Coming Up
This chapter provided some basic background information to prepare you for the rest of the book. Agile approaches are important because of the increasing burden of complexity and quality and the formidable constraint of a decreasing time to market. Following the discussion of the need for agility, the context of real-time systems was presented. The basic concepts of timeliness, such as execution time, deadline, blocking time, concurrency unit, criticality, and urgency, are fundamental to real-time systems. Understanding them is a prerequisite to understanding how agile methods can be applied to the development of such systems. The discussion went on to the actual benefits of agile methods, such as lowered cost of development, improved project control, better responsiveness to change, and improved quality. Finally, agile and traditional methods were briefly compared and contrasted. Agile methods provide a depth-first approach that embraces change and provides a continual focus on product quality.

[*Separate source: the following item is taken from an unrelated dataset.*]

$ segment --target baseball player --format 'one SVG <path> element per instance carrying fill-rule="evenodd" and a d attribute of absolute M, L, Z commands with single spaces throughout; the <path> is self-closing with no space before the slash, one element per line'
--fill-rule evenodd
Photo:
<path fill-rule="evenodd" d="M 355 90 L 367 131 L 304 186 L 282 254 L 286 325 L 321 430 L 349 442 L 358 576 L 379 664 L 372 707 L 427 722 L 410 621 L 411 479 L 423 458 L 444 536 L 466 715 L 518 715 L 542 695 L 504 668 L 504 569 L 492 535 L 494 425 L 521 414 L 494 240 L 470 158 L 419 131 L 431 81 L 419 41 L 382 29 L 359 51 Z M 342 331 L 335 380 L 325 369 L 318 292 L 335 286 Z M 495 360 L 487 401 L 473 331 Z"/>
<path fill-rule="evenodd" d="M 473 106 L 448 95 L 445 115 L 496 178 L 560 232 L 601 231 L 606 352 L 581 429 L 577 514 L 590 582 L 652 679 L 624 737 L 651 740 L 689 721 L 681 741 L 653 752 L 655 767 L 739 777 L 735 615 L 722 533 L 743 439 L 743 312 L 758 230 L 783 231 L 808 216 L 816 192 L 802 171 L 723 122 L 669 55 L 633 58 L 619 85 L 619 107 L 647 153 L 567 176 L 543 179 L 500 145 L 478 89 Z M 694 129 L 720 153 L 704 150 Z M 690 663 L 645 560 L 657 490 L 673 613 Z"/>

The next chapter will introduce the concepts of model-driven development. Although not normally considered “agile,” MDD provides very real benefits in terms of conceptualizing, developing, and validating systems. MDD and agile methods work synergistically to create a state-of-the-art development environment far more powerful than either is alone.
Chapter 3 introduces the core principles and practices of the Harmony/ESW process. These concepts form the repeated themes that help define and understand the actual roles, workflows, tasks, and work products found in the process.
Then, in Chapter 4, the Harmony/ESW process itself is elaborated, including the roles, workflows, and work products. Subsequent chapters detail the phases in the Harmony/ESW microcycle and provide detailed guidance on the implementation of those workflows.